Will you forgive me my impertinence? Would you be persuaded to do so by the news that perhaps I was overindulging my pain pills against the impending medical adjudication as to whether or not my recent biopsy is malignant? Do you traffic much in facial creams and lotions and such? Do you breathe correctly, as, say, you are wont to be taught in yoga environs, or do you just breathe any which old way? When did you last have a piece of Melba toast? Are you familiar with the particular dead quality of the Suwannee River with respect to fish? Do you listen to the music of the spheres or do you dance a dull sublunary ditty?
What percentage of men or women have the capacity, or historically have had the capacity, to declare war? Do you keep a balanced checkbook? Would you take a red-colored dog or a white-colored dog? Do your shoes fit well? Do you know that in some countries men do all the public cooking and women do all the private cooking? Do you know that for some time I have wanted to ask you a question relating to bolos and boomerangs but that I cannot figure out the question? Do you know which is the stouter snake, Russell’s or Gaboon’s viper? Do you prefer a home brew for cleaning windows or a commercial formula like Windex? What is it called when a product begins to serve as the generic term for that class of things the product is a member of, as in Scotch tape, make a Xerox of that, get me a Kleenex, and so on? Would you include “Magic Marker” in this category of eponymous generics?

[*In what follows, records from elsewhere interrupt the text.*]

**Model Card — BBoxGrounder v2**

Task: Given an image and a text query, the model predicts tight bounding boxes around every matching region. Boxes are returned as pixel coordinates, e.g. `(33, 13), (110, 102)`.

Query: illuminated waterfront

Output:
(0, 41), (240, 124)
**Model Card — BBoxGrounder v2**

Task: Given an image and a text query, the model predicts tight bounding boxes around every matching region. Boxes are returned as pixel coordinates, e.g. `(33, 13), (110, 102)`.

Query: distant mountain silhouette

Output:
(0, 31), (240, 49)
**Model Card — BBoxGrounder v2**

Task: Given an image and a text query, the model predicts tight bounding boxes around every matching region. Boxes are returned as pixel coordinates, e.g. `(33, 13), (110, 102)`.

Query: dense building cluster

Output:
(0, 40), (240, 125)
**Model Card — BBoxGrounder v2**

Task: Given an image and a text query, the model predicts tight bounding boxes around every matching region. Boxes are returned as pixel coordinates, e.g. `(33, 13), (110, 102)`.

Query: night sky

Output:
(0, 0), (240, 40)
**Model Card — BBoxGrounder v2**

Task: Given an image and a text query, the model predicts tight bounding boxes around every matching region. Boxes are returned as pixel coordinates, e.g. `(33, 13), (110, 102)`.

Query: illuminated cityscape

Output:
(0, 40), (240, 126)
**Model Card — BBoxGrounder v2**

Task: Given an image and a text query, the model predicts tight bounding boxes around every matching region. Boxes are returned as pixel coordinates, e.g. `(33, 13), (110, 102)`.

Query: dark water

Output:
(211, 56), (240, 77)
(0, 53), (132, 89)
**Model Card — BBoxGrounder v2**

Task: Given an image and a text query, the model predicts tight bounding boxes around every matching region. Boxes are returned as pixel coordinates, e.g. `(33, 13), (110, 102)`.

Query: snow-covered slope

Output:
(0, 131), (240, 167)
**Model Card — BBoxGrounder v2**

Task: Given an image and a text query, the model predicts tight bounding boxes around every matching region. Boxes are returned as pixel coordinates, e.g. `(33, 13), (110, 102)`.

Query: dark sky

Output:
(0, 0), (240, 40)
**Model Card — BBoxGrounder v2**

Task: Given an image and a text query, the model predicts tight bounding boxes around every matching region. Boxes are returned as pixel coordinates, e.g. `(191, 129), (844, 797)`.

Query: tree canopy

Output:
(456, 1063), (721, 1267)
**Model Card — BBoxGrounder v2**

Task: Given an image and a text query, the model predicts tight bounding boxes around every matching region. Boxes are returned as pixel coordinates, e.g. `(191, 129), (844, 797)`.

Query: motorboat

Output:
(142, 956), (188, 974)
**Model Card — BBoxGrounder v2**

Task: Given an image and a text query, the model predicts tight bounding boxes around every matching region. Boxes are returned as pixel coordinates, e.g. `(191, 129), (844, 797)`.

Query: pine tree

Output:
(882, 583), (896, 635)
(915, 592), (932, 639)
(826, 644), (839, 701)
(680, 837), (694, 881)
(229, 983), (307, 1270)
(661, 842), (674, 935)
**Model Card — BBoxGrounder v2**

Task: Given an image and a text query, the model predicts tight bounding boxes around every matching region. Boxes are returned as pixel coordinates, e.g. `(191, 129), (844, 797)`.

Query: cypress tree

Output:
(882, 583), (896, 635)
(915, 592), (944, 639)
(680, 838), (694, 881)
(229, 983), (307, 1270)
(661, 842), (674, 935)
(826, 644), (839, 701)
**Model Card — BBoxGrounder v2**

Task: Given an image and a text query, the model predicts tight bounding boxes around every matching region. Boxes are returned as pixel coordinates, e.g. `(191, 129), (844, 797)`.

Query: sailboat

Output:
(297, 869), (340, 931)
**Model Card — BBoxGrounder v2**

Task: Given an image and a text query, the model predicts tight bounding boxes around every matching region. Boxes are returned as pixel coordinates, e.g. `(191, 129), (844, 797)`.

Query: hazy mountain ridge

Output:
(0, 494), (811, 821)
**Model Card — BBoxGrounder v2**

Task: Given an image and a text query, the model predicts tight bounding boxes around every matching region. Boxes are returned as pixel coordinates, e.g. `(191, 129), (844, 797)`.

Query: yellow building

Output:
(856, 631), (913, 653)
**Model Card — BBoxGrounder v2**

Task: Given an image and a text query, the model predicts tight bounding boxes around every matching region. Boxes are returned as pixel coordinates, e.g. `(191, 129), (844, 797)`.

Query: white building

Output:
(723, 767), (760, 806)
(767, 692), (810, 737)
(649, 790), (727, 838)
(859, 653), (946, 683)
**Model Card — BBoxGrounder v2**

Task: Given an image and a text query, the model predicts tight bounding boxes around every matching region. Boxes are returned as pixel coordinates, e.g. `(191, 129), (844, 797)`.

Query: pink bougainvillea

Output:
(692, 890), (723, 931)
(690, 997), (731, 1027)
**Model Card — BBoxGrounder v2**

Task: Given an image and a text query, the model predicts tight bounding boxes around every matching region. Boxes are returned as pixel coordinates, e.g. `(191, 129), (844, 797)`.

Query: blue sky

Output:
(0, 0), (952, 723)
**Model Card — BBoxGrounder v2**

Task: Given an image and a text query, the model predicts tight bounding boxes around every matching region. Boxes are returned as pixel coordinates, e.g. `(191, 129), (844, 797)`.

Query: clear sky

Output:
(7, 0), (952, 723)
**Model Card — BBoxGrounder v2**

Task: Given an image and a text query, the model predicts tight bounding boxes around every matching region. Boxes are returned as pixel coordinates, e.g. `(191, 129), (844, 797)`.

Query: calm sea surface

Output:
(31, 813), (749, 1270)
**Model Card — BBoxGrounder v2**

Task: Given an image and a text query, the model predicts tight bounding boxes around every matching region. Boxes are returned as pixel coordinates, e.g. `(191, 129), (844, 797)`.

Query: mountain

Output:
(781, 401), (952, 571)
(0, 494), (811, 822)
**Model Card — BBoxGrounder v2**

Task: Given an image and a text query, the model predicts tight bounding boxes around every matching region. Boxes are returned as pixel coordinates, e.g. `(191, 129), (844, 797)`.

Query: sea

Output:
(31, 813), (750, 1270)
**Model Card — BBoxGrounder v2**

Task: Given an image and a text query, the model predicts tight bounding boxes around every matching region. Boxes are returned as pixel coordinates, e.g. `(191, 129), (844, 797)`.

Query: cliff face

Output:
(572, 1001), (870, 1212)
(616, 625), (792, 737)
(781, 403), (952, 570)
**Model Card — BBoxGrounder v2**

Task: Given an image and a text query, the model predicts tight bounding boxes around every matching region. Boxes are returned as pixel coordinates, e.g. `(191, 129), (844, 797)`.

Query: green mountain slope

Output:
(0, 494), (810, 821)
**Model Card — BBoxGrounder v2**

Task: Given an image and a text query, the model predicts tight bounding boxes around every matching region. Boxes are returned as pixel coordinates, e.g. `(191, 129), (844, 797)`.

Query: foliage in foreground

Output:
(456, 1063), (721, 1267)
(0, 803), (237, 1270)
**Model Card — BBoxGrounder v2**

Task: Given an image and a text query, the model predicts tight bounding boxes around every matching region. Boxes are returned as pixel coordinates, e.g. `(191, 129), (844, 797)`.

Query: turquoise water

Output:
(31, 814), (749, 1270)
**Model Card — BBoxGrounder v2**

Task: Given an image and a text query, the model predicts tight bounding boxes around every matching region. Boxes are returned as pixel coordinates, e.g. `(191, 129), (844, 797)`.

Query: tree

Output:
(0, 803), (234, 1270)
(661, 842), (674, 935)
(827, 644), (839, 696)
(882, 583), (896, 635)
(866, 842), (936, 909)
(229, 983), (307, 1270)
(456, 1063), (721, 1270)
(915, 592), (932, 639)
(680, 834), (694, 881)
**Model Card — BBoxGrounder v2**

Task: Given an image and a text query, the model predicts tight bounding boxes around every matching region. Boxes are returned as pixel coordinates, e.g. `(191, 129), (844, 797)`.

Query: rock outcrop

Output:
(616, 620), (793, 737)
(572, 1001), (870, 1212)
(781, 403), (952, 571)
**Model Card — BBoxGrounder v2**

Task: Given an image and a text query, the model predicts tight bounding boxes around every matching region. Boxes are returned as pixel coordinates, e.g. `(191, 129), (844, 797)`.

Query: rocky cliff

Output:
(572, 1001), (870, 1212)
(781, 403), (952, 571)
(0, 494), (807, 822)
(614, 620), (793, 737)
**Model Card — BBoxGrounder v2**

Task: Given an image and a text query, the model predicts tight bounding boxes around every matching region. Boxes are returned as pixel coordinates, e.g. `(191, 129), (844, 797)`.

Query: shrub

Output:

Have you seen a person recently so delicious-looking that, were you and this person to be scrambling for ice-cream change with your arms in the sofa and your faces laid on the cushions looking at each other as you felt for coins and the ice-cream truck dinged on by and your hands in there felt only the lint of the sofa scrofula and your faces were fairly close across a distance of that knobby nylon terrain, you might feel compelled to slide your face toward this delicious-looking person’s and kiss him or her — have you seen anyone like this recently? Would you like to see a person so delicious-looking that you might feel compelled to try to kiss the person without, as it were, propriety? Do you know what conservative bone-fracture management might mean as opposed to nonconservative bone-fracture management? Would you take a ballet class now?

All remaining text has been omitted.